Open lahsivjar opened 3 years ago
https://github.com/lahsivjar/telegraf/commit/43ea032d6e29906e393557b08b8bfbac988c8c0b
A PoC for the proposal.
@danielnelson Would be great if you can take a look at it and give some feedback
There are other options to achieve this for some other input plugins by using aggregators. However, for statsd input the plugin itself does the parsing and aggregation. Because of this, the raw data is lost.
One way to fix this would be to overhaul the statsd input plugin and create a parser for statsd which would generate telegrah metric using the raw statsd data. For aggregations, the end-user can define aggregators to produce the same cumulative effect as the current statsd input plugin.
@danielnelson WDYT?
@lahsivjar Would you be willing to turn your POC into an actual PR (a draft one if you think it isn't ready to be merged as-is)? I think with an actual PR it'd be much more likely to get feedback on it.
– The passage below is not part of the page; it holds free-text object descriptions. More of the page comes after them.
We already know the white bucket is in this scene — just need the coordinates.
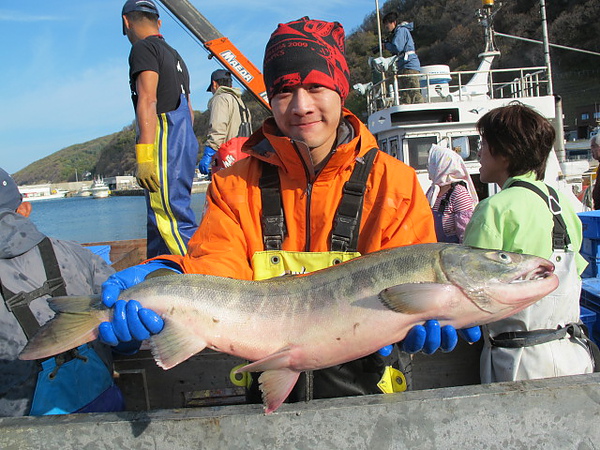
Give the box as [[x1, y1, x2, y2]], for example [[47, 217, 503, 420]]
[[420, 65, 451, 101]]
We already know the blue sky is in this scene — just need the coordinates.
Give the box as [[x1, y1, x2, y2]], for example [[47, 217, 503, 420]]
[[1, 1, 377, 175]]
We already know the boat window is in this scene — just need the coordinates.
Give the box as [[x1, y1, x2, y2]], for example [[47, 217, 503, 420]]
[[389, 137, 401, 161], [407, 136, 437, 170], [379, 138, 388, 154], [450, 135, 480, 161]]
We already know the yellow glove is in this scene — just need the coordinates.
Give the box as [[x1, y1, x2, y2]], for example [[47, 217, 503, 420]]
[[135, 144, 160, 193]]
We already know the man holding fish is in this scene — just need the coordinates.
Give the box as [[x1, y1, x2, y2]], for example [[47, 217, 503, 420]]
[[97, 17, 481, 408]]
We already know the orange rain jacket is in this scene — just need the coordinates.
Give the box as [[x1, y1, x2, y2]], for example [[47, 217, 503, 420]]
[[158, 108, 436, 278]]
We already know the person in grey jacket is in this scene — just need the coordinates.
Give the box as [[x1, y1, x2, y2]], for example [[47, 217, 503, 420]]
[[198, 69, 252, 174], [0, 168, 124, 416]]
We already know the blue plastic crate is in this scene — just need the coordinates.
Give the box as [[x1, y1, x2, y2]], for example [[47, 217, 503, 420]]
[[86, 245, 112, 265], [581, 238, 600, 258], [582, 277, 600, 297], [581, 278, 600, 311], [581, 255, 600, 278], [578, 211, 600, 239], [580, 305, 596, 337]]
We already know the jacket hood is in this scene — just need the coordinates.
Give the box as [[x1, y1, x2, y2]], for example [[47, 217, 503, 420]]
[[399, 22, 414, 31], [207, 86, 243, 110], [215, 86, 242, 98], [0, 211, 46, 259], [242, 108, 378, 182]]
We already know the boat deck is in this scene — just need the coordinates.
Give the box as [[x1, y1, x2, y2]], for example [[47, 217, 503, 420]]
[[2, 372, 599, 448]]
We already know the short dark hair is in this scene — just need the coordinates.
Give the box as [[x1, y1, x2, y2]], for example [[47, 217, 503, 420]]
[[382, 12, 398, 25], [215, 77, 232, 88], [477, 102, 555, 180], [126, 10, 159, 25]]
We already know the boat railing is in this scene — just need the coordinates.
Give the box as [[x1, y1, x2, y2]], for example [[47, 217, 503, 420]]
[[364, 66, 551, 115]]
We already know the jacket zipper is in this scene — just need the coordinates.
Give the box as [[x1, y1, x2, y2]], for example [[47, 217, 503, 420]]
[[305, 182, 313, 251], [291, 140, 315, 252]]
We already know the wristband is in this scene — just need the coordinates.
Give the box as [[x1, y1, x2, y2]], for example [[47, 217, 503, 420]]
[[135, 143, 155, 163]]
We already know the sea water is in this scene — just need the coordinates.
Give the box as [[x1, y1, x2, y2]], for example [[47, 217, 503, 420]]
[[28, 193, 207, 244]]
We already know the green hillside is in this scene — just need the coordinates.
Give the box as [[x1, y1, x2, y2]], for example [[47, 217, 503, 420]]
[[13, 134, 118, 185], [13, 0, 599, 184], [12, 95, 270, 185]]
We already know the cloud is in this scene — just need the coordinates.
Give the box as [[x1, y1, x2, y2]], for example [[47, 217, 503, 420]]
[[0, 11, 66, 22]]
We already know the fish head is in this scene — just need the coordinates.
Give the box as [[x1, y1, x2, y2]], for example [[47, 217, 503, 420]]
[[439, 245, 558, 317]]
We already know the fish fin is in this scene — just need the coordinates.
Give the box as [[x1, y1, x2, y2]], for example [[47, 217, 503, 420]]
[[235, 349, 299, 413], [149, 319, 207, 370], [48, 294, 103, 313], [19, 295, 106, 360], [378, 283, 457, 314], [259, 369, 301, 414], [145, 269, 178, 279], [236, 347, 293, 373]]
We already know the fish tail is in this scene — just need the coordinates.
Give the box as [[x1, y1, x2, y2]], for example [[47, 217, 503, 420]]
[[19, 295, 109, 361]]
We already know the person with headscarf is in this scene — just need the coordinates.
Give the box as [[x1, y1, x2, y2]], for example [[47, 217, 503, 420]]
[[425, 143, 478, 243]]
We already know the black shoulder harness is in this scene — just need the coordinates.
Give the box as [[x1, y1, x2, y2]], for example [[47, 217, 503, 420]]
[[508, 180, 571, 250], [0, 237, 67, 339], [259, 148, 379, 253], [437, 181, 467, 213]]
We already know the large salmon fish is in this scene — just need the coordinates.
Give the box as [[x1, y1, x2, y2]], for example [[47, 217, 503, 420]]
[[20, 243, 558, 413]]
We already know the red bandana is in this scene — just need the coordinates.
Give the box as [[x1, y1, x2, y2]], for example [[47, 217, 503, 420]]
[[263, 17, 350, 102]]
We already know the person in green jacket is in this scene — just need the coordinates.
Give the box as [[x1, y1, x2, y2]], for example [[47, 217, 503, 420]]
[[463, 102, 595, 382]]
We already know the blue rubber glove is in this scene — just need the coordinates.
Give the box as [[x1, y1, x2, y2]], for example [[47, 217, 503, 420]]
[[99, 261, 181, 349], [458, 325, 482, 344], [198, 145, 216, 175], [377, 345, 394, 357], [400, 321, 481, 355]]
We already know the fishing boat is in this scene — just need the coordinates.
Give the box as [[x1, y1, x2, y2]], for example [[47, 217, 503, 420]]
[[355, 1, 588, 212], [18, 183, 68, 201], [90, 178, 110, 199], [20, 189, 68, 201], [75, 185, 92, 197]]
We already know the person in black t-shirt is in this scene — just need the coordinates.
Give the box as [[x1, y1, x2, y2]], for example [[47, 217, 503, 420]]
[[122, 0, 198, 258]]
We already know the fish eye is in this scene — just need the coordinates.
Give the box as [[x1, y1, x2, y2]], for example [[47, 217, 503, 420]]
[[497, 252, 512, 263]]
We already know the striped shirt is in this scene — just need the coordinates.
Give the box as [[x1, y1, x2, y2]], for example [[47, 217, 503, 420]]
[[432, 183, 475, 239]]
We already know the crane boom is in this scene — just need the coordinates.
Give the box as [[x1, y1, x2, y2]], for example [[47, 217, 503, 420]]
[[158, 0, 270, 109]]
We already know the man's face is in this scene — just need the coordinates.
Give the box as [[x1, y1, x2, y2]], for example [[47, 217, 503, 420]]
[[591, 139, 600, 161], [270, 84, 342, 162], [384, 22, 395, 33]]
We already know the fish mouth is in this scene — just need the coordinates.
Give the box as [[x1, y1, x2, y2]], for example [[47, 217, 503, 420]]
[[460, 258, 558, 313], [490, 259, 558, 307], [509, 261, 555, 284]]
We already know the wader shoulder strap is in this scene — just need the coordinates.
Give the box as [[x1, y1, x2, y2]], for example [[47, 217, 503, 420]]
[[0, 237, 67, 339], [259, 148, 379, 252], [437, 181, 466, 213], [259, 162, 287, 251], [234, 96, 252, 138], [509, 180, 571, 250], [331, 148, 379, 252]]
Personally, I'd love to see this, whether the we get the histogram-support baked into the statsd
plugin alongside all of it's existing built-in aggregation, or if we simply add a statsd
parser that can be used with socket_listener
to get raw data to pass to ad-hoc aggregators manually, or both.
@philomory Thanks for the ping, I have been away from this project for quite some time. I have created a PR from the PoC commit to initiate conversation, I hope the approach is not completely outdated by now 🤞
I'm thinking about this feature myself because it makes me wonder how to get accurate percentiles if we were to scale out telegraf horizontally.
E.g. we could run multiple telegraf replicas and each one maintains some p90 of e.g. a latency measurement from statsd. But a p90(of the p90's across n-replicas)
is kind of a meaningless value.
But if each replica exposes histogram buckets, then you can do statistically meaningful percentiles - specifically in the case of input: statsd, output: prometheus
flows.
I'd also love this feature. Without this feature as far as I know it's not possible to "aggregate" percentile values from multiple series.
Meaning that, the unique combination of metric field values will produce multiple separate series in Prometheus. Right now you can get a percentile value for each metric but you can't combine them together to get an aggregate value (using the existing percentiles
feature of Statsd input).
Example:
api_response_time_ms{endpoint="list_books", server="server1"}
api_response_time_ms{endpoint="add_book", server="server2"}
You'd need the "bucket" data to be able to use histogram_quantile()
to get an overall percentile value for api_response_time_ms
Feature Request
A way to generate Prometheus style histogram metrics from statsd input plugin (something similar to https://github.com/atlassian/gostatsd#timer-histograms-experimental-feature)
Proposal:
Statsd Input plugin receives raw data from clients thus it should be possible to maintain counters for a user-defined set of le-buckets(similar to Prometheus). Le labels can be added as tags.
Current behavior:
It is not possible to generate Prometheus style histogram metrics for statsd Input plugin.
Desired behavior:
Generate Prometheus style histogram metrics for statsd Input plugin
Use case:
This will add flexibility for conversion from statsd to Prometheus type data.